Richard Hyatt

Richard Hyatt: Let's never forget Hudgins

Most people have forgotten Floyd Hudgins, the bombastic gentleman from Muscogee County, a larger-than-life country boy who put on an expensive suit and spent an unorthodox career around Georgia's Gold Dome.

The fact that his grandfather is overlooked bothers his grandson and the rising senior at Chattahoochee County High School is trying to remind people who Floyd Hudgins was.

Dustin was 12 years old when Floyd died in 2010. He was too young to understand his grandfather's impact and his controversial ways of getting things done.

Hudgins served in the Georgia House, but it was the Senate where he roared. As a young man, he worked on a crane and helped put pieces of steel in place when the old Municipal Auditorium was being built.

He wasn't a smooth operator and his verbs didn't always agree with his nouns, but in the Senate he feared no one. Legislation he introduced helped pave the way for consolidated governments, juvenile justice and the abolition of steel traps. He also preserved the history of Atlanta's Fox Theatre and our own Springer Opera House.

Hudgins also got entwined with Billy Carter when the president's rampaging brother started doing business with the government of Libya while Jimmy Carter was in the White House. That involvement would be Floyd's downfall.

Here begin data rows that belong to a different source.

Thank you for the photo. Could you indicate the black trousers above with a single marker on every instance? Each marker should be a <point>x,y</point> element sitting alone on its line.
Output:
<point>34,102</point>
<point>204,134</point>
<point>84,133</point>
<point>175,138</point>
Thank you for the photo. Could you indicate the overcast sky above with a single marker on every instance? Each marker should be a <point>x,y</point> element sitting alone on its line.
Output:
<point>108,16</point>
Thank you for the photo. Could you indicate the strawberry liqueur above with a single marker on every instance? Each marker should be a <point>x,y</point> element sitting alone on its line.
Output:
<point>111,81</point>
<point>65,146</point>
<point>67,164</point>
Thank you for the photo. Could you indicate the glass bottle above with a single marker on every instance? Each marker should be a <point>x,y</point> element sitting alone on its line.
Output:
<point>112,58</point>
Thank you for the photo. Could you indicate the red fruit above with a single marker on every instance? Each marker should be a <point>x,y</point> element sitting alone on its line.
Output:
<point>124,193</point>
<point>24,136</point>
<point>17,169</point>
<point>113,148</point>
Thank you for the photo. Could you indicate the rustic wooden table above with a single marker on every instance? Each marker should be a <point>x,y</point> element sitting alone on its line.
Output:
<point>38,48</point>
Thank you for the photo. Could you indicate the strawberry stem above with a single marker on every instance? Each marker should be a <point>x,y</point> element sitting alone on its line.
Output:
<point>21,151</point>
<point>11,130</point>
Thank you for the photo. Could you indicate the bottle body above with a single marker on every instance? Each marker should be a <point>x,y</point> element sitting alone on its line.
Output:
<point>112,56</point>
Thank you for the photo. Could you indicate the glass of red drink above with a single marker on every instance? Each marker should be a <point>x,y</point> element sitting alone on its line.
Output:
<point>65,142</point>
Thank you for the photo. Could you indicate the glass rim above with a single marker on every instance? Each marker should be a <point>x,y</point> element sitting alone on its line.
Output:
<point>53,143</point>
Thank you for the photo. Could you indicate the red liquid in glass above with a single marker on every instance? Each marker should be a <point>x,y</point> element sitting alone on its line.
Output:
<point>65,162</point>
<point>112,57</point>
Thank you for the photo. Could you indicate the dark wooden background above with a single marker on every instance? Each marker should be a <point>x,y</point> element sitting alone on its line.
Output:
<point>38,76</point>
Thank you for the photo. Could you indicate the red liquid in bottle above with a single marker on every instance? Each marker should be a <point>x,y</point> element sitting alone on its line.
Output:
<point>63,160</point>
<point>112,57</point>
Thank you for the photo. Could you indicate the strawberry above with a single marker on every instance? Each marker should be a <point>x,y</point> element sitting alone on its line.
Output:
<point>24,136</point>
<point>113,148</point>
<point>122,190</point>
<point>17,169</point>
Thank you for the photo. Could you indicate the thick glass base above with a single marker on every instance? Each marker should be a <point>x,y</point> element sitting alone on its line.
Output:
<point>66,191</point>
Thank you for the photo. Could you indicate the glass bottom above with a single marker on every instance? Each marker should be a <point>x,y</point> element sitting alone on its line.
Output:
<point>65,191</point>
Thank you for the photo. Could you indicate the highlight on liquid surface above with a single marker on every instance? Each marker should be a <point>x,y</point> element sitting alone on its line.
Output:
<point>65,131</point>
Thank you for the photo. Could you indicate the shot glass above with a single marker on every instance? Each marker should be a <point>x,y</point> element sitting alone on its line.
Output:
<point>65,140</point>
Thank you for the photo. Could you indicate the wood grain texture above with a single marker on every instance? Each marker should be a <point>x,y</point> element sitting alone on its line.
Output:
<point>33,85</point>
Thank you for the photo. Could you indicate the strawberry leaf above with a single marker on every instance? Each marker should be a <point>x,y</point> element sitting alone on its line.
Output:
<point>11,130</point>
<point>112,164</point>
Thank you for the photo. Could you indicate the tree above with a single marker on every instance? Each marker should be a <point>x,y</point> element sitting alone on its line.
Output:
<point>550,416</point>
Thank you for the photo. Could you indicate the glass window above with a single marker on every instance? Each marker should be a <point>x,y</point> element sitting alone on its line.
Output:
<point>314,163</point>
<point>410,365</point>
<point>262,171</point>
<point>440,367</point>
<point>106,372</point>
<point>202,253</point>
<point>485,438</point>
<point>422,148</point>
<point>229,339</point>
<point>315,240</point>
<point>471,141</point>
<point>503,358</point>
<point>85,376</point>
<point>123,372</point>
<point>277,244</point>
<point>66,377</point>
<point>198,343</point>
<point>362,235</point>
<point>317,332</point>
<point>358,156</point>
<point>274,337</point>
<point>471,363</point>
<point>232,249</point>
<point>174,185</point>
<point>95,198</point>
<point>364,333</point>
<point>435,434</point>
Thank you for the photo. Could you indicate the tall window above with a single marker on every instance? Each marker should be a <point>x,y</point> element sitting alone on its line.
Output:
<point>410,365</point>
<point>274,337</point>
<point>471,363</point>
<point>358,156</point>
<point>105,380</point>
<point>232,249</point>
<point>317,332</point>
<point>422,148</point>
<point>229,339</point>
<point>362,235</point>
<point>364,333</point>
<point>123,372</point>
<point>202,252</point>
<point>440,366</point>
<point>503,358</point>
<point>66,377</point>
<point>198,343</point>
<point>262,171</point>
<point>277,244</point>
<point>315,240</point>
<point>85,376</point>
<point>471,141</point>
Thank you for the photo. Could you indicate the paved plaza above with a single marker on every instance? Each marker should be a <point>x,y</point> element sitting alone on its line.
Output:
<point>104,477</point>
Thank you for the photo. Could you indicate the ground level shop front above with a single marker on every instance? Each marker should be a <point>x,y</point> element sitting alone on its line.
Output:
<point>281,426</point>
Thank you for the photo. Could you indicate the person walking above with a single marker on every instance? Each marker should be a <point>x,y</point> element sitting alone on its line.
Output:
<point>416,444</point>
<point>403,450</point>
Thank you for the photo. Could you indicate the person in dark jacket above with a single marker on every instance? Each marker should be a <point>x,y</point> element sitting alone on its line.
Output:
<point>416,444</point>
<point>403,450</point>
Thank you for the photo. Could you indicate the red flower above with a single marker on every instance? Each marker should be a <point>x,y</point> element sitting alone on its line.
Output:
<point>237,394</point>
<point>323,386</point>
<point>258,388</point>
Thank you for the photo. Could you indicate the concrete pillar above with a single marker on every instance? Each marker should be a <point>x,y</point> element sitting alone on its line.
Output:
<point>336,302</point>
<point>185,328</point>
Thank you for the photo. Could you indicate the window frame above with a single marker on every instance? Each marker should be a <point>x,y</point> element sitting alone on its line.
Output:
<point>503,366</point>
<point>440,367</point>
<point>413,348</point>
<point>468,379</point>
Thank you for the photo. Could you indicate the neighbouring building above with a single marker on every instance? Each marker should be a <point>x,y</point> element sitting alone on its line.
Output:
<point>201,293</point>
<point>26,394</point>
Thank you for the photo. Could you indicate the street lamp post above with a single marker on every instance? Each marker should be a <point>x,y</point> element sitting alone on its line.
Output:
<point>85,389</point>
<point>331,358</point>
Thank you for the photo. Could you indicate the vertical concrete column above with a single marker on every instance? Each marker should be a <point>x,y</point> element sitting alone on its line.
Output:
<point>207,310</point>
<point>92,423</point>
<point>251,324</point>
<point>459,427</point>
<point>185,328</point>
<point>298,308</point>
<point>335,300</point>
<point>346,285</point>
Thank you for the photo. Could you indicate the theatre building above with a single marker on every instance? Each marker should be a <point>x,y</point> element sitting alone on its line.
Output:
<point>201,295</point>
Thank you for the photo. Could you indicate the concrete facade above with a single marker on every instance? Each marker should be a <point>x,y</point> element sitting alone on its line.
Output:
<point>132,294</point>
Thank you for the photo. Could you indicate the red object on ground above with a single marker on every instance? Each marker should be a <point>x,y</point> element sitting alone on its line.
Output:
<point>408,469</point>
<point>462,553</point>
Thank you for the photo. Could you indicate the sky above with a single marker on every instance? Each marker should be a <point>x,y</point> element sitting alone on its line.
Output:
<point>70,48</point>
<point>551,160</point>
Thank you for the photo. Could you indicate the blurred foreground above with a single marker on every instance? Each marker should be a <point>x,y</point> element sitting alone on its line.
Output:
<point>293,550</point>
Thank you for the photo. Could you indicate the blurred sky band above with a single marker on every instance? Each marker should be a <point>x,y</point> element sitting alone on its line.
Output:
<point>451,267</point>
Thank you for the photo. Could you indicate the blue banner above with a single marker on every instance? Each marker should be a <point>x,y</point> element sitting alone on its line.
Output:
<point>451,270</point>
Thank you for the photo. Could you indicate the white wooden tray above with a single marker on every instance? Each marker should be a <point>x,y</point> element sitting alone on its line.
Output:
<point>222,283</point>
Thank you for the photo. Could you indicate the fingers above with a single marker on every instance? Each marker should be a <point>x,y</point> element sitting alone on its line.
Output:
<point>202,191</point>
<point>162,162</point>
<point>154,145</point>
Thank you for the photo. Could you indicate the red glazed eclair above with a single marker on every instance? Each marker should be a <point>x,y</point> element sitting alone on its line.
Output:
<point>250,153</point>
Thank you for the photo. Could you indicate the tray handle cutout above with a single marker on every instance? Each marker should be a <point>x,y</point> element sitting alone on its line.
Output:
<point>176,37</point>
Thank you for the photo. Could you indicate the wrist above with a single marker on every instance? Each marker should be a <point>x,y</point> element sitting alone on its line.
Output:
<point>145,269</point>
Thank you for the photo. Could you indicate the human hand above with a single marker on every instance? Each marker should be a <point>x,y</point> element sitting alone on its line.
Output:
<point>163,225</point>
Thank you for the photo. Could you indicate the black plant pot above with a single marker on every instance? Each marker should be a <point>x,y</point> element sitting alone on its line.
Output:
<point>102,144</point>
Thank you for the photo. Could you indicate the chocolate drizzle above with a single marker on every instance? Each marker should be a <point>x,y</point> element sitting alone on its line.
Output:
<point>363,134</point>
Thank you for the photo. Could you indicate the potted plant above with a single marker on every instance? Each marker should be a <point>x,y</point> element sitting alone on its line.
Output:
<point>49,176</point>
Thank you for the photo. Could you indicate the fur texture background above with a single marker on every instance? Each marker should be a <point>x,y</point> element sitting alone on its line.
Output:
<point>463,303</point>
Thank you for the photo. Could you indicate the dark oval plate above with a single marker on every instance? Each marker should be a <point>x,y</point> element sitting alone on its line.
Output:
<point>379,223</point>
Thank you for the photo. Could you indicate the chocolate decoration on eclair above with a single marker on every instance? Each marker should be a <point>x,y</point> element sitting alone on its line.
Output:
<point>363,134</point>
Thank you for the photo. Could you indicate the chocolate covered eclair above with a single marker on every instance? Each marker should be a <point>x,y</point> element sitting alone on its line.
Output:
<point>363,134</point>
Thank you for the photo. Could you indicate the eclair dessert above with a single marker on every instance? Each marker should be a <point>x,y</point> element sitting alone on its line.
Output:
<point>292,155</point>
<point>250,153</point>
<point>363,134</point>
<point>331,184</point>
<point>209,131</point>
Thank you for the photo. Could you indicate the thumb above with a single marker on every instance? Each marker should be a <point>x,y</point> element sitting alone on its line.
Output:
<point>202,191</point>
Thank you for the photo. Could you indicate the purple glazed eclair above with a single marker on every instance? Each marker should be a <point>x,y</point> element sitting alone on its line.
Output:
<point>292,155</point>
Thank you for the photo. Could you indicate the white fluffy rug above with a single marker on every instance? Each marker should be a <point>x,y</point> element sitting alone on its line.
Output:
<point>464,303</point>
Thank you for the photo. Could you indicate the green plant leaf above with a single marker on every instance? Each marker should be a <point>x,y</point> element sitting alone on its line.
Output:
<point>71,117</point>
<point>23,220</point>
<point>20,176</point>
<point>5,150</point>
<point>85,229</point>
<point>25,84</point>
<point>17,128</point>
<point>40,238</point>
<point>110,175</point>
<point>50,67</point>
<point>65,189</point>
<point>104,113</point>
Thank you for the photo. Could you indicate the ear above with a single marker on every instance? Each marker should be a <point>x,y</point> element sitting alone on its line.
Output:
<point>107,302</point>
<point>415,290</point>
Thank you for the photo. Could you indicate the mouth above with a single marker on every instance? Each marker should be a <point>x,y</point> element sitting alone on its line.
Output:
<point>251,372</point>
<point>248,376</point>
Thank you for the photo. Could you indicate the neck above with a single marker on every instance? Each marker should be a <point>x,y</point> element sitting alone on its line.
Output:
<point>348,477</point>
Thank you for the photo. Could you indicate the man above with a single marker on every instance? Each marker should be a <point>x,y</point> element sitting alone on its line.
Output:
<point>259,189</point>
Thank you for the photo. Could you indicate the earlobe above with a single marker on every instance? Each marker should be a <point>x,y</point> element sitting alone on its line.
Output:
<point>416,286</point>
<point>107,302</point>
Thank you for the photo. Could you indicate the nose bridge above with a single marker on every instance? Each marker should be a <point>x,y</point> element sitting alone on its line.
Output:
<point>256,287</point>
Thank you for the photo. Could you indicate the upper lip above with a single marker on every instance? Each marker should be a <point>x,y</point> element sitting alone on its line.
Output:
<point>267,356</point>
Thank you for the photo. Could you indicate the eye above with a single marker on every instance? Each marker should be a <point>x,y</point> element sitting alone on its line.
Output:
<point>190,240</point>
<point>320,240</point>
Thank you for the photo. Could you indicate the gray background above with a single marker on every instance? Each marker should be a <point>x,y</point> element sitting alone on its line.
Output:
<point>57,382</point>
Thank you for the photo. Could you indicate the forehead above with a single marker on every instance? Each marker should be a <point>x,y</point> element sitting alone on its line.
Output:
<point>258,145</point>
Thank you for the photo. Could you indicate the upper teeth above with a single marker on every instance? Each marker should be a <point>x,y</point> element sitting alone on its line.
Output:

When Dustin decided to use his grandfather for his National History Day project, he wasn't blind to Floyd's outrageous side. He created a website, and his thesis statement said his "grandfather could be called a savior of or an embarrassment to the State of Georgia."

His goal was to show that though Floyd is under-appreciated, "his contributions are innumerable and will never be forgotten."

These projects usually feature giants from the history books, but Dustin wanted to honor his grandfather. "I do not care about credit it receives. This is a personal project -- not for judges, not for recognition, but for my grandfather."

However, he finished second in the statewide contest and next week he will be one of 3,000 young people in Maryland for the 41st National History Day competition.

"I wanted to tell a humble story that matters," he said. "I chose a website because you can't paste a video or play music on a tri-board."

Most legislators today come off the same assembly line. They're bland and predictable.

There probably wouldn't be a place for a brash bully like Floyd Hudgins. But his grandson is right. Floyd is underappreciated and his colorful story is forgotten.

Dustin Chandler-Hudgins wants to change that, and one day he plans to get into politics himself. Sorry, Dustin, you may have the same last name, but there will never be another Floyd Hudgins.